No Brasil não é diferente. Pelo menos na intenção oficial.  O governo federal quer um marco regulatório para a mídia. Na verdade, quer amordaçar a imprensa. Mas não só. A Comissão de Constituição e Justiça da Câmara dos Deputados, que tem entre seus “honoráveis” membros José Genuíno, João Paulo Cunha (PT) e Paulo Maluf (PP), aprovou Proposta de Emenda à Constituição submetendo decisões do Supremo Tribunal Federal ao crivo do Congresso Nacional. Em suma, essa PEC (nº 33), se for aprovada, eliminará a autonomia do Poder Judiciário, em afronta ao art. 60, § 4º, III e IV, da CF.
No caso brasileiro, tal qual na Argentina, não dá para disfarçar: trata-se de retaliação. O Congresso Nacional - melhor dizendo, a base aliada do atual governo - não engole a condenação de figuras proeminentes ligadas ao ex-presidente Lula, a começar por José Dirceu. Achando-se acima do bem e do mal, não contavam com a bravura de Joaquim Barbosa e outros. Pelo contrário, contavam com a subserviência de Ricardo Lewandowki e Dias Tofolli.
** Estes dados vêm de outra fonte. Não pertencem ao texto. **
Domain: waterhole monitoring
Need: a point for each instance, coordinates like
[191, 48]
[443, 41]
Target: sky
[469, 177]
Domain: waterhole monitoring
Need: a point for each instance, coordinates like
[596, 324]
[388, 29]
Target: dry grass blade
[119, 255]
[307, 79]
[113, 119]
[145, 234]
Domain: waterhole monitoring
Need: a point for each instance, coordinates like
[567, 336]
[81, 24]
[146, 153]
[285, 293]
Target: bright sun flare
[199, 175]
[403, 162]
Não de hoje, sou um crítico do critério de nomeação de ministros para os tribunais superiores; como todos sabem, pela presidência da República. Com isso, o notório saber jurídico, exigência constitucional para compor a Corte constitucional do Brasil, foi substituído por QI (Quem Indica). Ora, se o notório saber fosse observado, Dias Tofolli não estaria na Corte. Sua maior credencial foi ter sido advogado do Lula. Quando tentou ingressar no Judiciário por concurso, foi reprovado. Outrossim, é da natureza humana retribuir o favor recebido. Pior é quando o favor vira moeda de troca. Então, salvo melhor juízo, só se poderá falar em independência do Judiciário em relação aos demais poderes da República quando os tribunais forem compostos unicamente por juízes de carreira. Nada de promotores de justiça nem de advogados compondo-os pelas cotas do quinto constitucional.
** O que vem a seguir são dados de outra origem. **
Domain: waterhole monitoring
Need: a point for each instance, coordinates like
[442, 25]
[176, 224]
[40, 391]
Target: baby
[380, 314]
A situação de Luiz Fux é emblemática. O ministro é cobrado por José Dirceu por tê-lo condenado no processo do mensalão, porquanto, para chegar ao STF, teria se comprometido com a absolvição do ex-chefe da Casa Civil. Se eles trocaram figurinhas, não sei. Mas o encontro entre ambos ocorreu. Todavia, não se pode ignorar que, pelas regras em vigor, é inevitável o beija-mão para ascender ao Pretório Excelso.
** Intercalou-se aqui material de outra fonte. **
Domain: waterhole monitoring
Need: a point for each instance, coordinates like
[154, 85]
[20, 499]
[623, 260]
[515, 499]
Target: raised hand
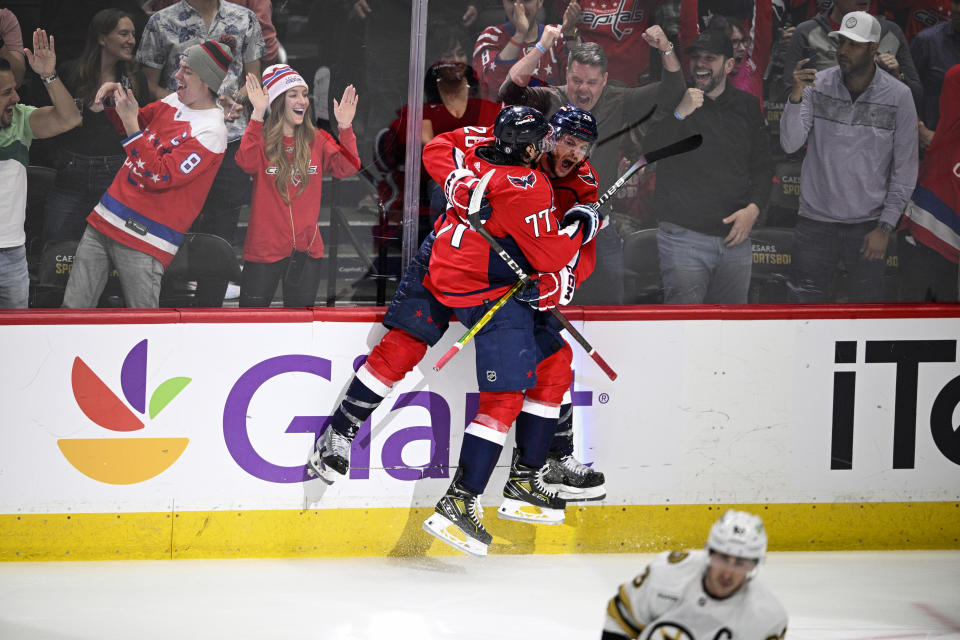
[743, 221]
[571, 17]
[802, 78]
[691, 101]
[259, 99]
[521, 23]
[656, 38]
[43, 58]
[550, 34]
[346, 109]
[106, 92]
Diante da reação popular, acredito que a PEC 33 será sepultada. Mas que ninguém se engane. A proposta tem por objetivo instituir a República Bolivariana já implantada em Venezuela, Bolívia e Argentina. Já o marco regulatório atingiria a liberdade de imprensa. São, pois, dois ataques à democracia. Sobre eles é imprescindível pensar porque, se a gente não pensar, alguém irá pensar pela gente.